Ukuran kepemimpinan seolah bersifat dinamis, selaras kebutuhan. 
Sebelumnya, sudah ada penelitian bahwa pemimpin yang didambakan rakyat 
di tahun 2014 nanti adalah sosok yang amanah dan tegas. Mungkin kita 
gampang menebak, mengapa ada euforia terhadap kepemimpinan yang amanah. 
Saat ini, negeri kita tengah belepotan dengan berbagai masalah 
kronis, utamanya penyimpangan moral dan kekuasaan. Korupsi masih terus 
merajalela. Inilah yang kemudian menjadikan rakyat tidak mendapatkan 
keteladanan yang baik dari para elite. 
Begitu mudahnya terjadi tawuran, bentrokan, dan kerusuhan dalam 
berbagai bentuk di kalangan masyarakat. Seakan-akan bangsa kita sekarang
 ini hidup “bagai api dalam sekam”, mudah tersulut amarah. Fakta-fakta 
inilah yang oleh banyak amatan diakibatkan juga adanya krisis 
keteladanan dari para petinggi kita.
Tak sangkal, kebutuhan terhadap kepemimpinan yang mumpuni bersifat 
krusial. Ukurannya bisa kontekstual, tetapi bila dicermati, sebenarnya 
bersifat perenial. Maksudnya, kriteria pemimpin sesungguhnya merupakan 
sesuatu yang innate ideas, yaitu harapan fitrah dari eksistensi 
manusia. 
Ya, sejak dini manusia sudah memiliki “kecondongan” yang sifatnya 
fitri terhadap sosok pemimpin yang hendak diwujudkan. Soal kemudian ada 
keinginan yang kondisional, hal ini dapat saja terkait dengan situasi 
sosiologis yang melingkupi masyarakat. Menyitir ungkapan Ibnu Khaldun, 
adanya organisasi masyarakat menjadi hal yang niscaya bagi kehidupan 
manusia. 
Pada masyarakat yang masih bersifat tribal, bisa saja figur pemimpin 
dikaitkan dengan kriteria berani, tegas, dan andal dalam berperang. 
Dengan ukuran seperti itu maka komunitas sukunya mendapatkan 
perlindungan yang sempurna dari pemimpinnya. Seiring waktu, ukuran ideal
 bagi pemimpin pun bisa beralih rupa.
Akan tetapi, ada satu hal yang pasti dan abadi dalam memilih kriteria
 pemimpin di sepanjang masa. Ukuran itu berkait dengan urusan moral. 
Salah satu sifat moralitas kepemimpinan, yaitu amanah. 

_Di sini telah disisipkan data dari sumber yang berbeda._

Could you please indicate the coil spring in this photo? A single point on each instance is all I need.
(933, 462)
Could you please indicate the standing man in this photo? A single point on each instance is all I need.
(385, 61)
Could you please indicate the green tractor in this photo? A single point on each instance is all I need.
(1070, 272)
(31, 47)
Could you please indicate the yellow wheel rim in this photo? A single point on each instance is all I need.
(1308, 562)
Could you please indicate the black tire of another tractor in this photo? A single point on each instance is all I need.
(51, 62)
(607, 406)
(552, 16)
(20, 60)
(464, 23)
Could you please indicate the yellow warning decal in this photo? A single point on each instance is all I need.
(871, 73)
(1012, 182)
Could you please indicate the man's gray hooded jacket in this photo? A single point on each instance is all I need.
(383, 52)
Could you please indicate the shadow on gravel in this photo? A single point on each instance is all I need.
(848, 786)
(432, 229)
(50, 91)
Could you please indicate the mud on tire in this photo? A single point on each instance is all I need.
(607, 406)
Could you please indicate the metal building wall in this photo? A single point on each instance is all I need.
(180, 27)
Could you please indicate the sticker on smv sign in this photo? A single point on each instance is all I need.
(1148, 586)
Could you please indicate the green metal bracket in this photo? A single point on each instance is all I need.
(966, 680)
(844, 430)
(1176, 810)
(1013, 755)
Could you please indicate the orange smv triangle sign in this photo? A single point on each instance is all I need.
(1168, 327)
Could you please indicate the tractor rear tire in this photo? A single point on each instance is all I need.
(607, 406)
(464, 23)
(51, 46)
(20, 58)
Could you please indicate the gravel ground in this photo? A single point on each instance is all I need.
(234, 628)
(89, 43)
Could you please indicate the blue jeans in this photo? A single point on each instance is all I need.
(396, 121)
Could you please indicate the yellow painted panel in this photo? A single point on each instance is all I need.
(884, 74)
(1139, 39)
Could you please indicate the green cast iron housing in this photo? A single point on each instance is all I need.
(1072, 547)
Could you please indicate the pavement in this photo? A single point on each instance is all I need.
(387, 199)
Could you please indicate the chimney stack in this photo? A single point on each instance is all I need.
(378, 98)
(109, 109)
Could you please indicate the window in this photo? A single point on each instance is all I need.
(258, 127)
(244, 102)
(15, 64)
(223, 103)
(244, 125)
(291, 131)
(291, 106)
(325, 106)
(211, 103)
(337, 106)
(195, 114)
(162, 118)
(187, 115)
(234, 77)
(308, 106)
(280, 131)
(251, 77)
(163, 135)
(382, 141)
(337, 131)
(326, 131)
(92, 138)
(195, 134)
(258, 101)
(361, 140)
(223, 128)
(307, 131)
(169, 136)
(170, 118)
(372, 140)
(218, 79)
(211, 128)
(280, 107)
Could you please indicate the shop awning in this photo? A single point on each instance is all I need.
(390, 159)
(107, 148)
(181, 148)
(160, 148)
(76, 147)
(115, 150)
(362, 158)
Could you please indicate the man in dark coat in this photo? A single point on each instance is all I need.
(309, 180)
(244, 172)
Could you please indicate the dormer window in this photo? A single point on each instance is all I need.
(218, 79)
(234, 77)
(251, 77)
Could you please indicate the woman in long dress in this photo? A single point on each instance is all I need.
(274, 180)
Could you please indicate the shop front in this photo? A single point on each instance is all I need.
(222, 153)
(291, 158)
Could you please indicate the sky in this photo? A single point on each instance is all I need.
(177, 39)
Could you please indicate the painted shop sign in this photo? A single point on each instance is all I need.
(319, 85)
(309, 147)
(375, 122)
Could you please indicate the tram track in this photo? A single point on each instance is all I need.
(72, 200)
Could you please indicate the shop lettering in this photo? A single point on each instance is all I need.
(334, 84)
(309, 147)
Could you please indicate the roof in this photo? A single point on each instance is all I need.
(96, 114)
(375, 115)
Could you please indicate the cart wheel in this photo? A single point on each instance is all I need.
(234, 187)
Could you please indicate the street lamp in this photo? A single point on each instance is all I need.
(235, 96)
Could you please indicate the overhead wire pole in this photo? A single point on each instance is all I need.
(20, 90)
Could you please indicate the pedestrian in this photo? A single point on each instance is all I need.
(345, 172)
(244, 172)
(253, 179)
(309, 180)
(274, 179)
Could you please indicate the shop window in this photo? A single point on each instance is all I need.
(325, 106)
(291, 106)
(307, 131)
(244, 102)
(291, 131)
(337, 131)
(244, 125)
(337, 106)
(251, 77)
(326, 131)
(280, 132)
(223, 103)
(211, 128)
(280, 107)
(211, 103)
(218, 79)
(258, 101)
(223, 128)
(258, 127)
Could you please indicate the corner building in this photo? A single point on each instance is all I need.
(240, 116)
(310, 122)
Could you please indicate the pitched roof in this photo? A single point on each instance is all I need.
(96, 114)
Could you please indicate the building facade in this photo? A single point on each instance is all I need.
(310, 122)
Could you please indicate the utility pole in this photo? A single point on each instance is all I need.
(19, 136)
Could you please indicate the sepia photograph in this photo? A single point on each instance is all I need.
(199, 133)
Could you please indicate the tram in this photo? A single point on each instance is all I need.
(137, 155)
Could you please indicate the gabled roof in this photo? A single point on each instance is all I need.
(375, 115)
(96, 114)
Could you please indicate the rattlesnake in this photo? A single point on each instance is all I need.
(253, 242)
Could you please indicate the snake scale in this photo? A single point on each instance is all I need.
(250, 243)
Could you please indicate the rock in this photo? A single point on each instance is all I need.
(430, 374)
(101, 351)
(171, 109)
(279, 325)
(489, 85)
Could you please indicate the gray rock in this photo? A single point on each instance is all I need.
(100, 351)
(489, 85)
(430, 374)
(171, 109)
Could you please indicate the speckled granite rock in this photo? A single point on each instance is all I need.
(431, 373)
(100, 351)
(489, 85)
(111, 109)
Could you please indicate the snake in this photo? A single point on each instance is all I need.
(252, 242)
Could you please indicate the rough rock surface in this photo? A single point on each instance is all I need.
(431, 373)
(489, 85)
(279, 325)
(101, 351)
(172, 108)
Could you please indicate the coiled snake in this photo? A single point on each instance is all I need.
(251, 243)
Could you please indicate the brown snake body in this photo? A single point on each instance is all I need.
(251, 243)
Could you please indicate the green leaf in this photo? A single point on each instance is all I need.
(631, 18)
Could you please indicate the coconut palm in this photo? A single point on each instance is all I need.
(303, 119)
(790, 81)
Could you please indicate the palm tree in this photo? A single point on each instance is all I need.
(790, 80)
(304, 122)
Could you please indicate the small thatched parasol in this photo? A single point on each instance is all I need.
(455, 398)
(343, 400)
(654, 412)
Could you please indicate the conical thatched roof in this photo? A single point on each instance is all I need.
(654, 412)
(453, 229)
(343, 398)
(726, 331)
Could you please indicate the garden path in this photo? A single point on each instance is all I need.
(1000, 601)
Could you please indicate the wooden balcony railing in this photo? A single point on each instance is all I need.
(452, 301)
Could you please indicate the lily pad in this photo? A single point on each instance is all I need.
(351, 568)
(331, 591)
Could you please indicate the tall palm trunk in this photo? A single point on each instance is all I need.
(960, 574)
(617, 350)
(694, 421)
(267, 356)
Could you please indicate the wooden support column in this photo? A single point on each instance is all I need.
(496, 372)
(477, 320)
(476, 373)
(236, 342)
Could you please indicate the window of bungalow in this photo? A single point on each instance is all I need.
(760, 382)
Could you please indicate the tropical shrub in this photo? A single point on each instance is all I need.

Inilah sikap yang tak dapat disangkal menjadi keinginan abadi dari 
setiap masyarakat dari dulu hingga kini dan masa yang akan datang. 
Betapa pun masyarakat di suatu zaman menginginkan sosok pemimpin yang 
berani, tetapi sesungguhnya di dalamnya melekat niscaya terwujudnya 
akhlak yang luhur, seperti sikap amanah. Urusan akhlak tak akan lekang 
oleh waktu.
Dalam sejarah banyak diwartakan, betapa banyak suatu kaum yang hancur
 karena kepemimpinan yang bobrok secara akhlak. Persia, Roma, hingga 
dinasti-dinasti Islam mengalami kemerosotan yang tragis hingga rontok 
berkeping-keping oleh karena akibat kerusakan moral yang sangat kronis. 
Nah, bila sekarang muncul kerinduan untuk menampilkan kembali sosok 
pemimpin yang amanah, tentu saja hal ini selaras dengan fitrah 
kemanusiaan. Ini jangan semata dipahami sebagai “kebutuhan kondisional”.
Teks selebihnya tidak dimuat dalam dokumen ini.